= Oregon Performance Reporting Information System =

Database of workforce system in Oregon, USA

The Performance Reporting and Information System (PRISM) is a data system which collects and disseminates performance measurement data for individuals receiving workforce services from the U.S. state of Oregon government. To help inform decision-making of educators, administrators, and policy makers for program and service delivery, PRISM produces information about the effectiveness of workforce system programs and services. A suite of user-friendly reporting tools provides easy access for anyone who is interested in learning about the results that Oregon's workforce system produces for its customers.

==How PRISM Works==

Oregon's workforce system delivers a wide variety of services including job placement and training for youth and adults, and employment-related services for targeted populations. The workforce system also serves employers by providing job listings, applicant screening, and labor market information.

In order to measure workforce system performance, PRISM collects and analyzes a wealth of administrative and demographic data from workforce and education partners. Workforce data include Temporary Assistance for Needy Families (TANF), Vocational Rehabilitation, SNAP (Food Stamps), Title I (Youth, Adults, and Dislocated Workers), Employment Services, Unemployment Insurance, and Trade Act (provides assistance to individuals who become totally or partially unemployed due to the impact of international trade). The PRISM Education partners provide a wealth of education and training data for students from kindergarten through higher education. The results of this analysis are published as a set of performance measures that describe how successfully workforce system customers find jobs, keep jobs, and improve their earning power through training and education. PRISM also measures how satisfied customers are with the services they receive.

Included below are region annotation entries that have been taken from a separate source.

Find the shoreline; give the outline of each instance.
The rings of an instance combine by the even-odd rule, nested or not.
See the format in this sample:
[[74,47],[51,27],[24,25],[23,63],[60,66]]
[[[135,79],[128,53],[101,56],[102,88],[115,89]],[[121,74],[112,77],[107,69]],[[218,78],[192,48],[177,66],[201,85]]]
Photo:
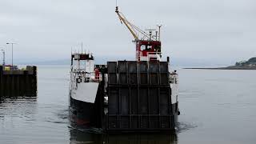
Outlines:
[[256,66],[228,66],[228,67],[186,67],[190,70],[256,70]]

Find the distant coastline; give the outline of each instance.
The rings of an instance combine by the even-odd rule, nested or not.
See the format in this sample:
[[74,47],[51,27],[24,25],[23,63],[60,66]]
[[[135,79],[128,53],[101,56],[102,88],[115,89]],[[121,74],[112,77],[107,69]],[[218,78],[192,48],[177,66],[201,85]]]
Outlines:
[[241,61],[235,63],[235,66],[226,67],[190,67],[184,69],[200,69],[200,70],[256,70],[256,57],[250,58],[248,61]]

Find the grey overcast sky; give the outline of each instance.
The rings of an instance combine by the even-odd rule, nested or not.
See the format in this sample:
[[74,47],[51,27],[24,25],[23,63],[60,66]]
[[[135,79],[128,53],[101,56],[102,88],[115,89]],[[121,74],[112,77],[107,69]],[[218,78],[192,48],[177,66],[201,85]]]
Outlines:
[[[142,29],[162,24],[162,51],[180,59],[233,62],[256,56],[255,0],[118,0]],[[115,0],[1,0],[0,47],[10,62],[70,58],[70,47],[98,58],[134,56]]]

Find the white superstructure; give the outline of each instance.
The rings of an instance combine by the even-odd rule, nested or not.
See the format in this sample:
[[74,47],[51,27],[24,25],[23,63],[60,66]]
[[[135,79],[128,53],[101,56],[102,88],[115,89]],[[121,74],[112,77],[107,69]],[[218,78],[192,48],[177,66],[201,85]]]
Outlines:
[[[73,54],[70,94],[73,99],[94,103],[102,77],[91,54]],[[74,63],[74,62],[75,63]]]

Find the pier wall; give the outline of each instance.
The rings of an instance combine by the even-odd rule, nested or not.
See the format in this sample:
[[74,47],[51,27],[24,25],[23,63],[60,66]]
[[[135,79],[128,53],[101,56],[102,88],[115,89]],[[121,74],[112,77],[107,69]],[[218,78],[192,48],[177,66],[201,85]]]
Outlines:
[[4,70],[0,66],[0,97],[36,96],[37,90],[37,66]]

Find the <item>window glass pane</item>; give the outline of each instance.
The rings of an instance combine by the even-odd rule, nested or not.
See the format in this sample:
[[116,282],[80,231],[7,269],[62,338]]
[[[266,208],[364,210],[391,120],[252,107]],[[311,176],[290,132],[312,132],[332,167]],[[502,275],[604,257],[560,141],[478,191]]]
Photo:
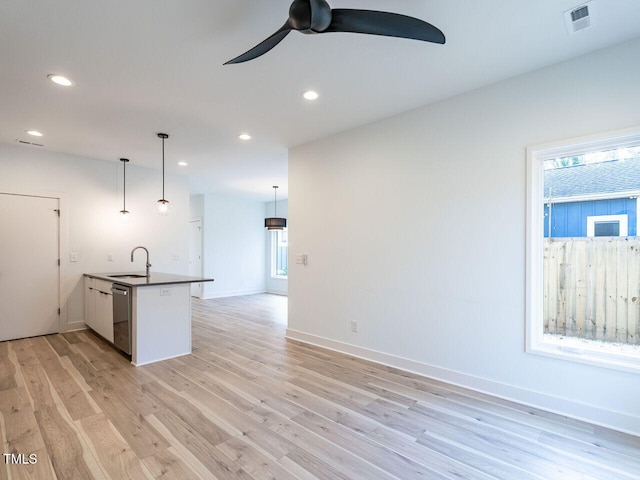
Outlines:
[[617,237],[620,235],[620,222],[596,222],[594,236]]
[[289,246],[286,230],[273,232],[273,271],[274,277],[286,277],[289,273]]
[[640,345],[633,300],[640,297],[639,193],[638,147],[544,161],[540,234],[548,338]]

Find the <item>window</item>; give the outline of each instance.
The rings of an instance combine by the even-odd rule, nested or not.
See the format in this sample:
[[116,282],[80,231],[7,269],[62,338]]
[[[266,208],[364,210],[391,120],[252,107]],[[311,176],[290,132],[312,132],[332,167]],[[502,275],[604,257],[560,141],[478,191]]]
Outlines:
[[640,373],[640,130],[527,149],[527,352]]
[[273,230],[271,234],[271,276],[274,278],[287,278],[289,273],[287,231]]
[[588,237],[626,237],[629,231],[629,216],[594,215],[587,217]]

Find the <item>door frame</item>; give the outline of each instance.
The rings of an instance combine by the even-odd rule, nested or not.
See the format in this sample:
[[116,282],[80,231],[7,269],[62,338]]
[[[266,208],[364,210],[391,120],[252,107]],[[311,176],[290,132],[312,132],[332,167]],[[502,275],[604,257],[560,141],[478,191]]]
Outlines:
[[67,195],[63,192],[45,191],[45,190],[15,190],[11,188],[0,188],[0,193],[6,195],[19,195],[23,197],[42,197],[42,198],[55,198],[58,200],[58,206],[60,208],[60,217],[58,220],[58,258],[60,259],[60,268],[58,268],[58,305],[60,308],[60,316],[58,317],[58,330],[60,333],[67,332],[69,330],[69,310],[68,302],[65,301],[68,298],[67,290],[71,292],[73,290],[72,285],[67,285],[67,262],[65,259],[69,258],[69,222],[68,218],[68,202]]

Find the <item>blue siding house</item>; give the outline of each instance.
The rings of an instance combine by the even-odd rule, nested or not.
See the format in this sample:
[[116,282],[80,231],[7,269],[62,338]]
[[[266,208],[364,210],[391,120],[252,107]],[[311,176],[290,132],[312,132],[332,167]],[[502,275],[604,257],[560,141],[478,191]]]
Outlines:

PRISM works by matching information about customers' workforce program participation against quarterly Unemployment Insurance wage records, data from Oregon's education system, and feedback obtained through customer satisfaction surveys. This information is combined into 12 performance measures that describe customer outcomes and experiences after they have received workforce and education services. Five of these measures relate to customers' employment and earnings; five summarize participant education and skill gain; two gauge customer satisfaction among businesses and individuals.

PRISM was established by the Oregon Legislative Assembly by passage of the 2001 law S.B. 400 (ORS 657.734) which took effect in 2002. The system is governed by a steering committee comprising representative of the three cooperating agencies as mandated by the law, Oregon Employment Department, Oregon Higher Education Coordinating Commission and Oregon Department of Human Services, but remains otherwise independent of the represented agencies.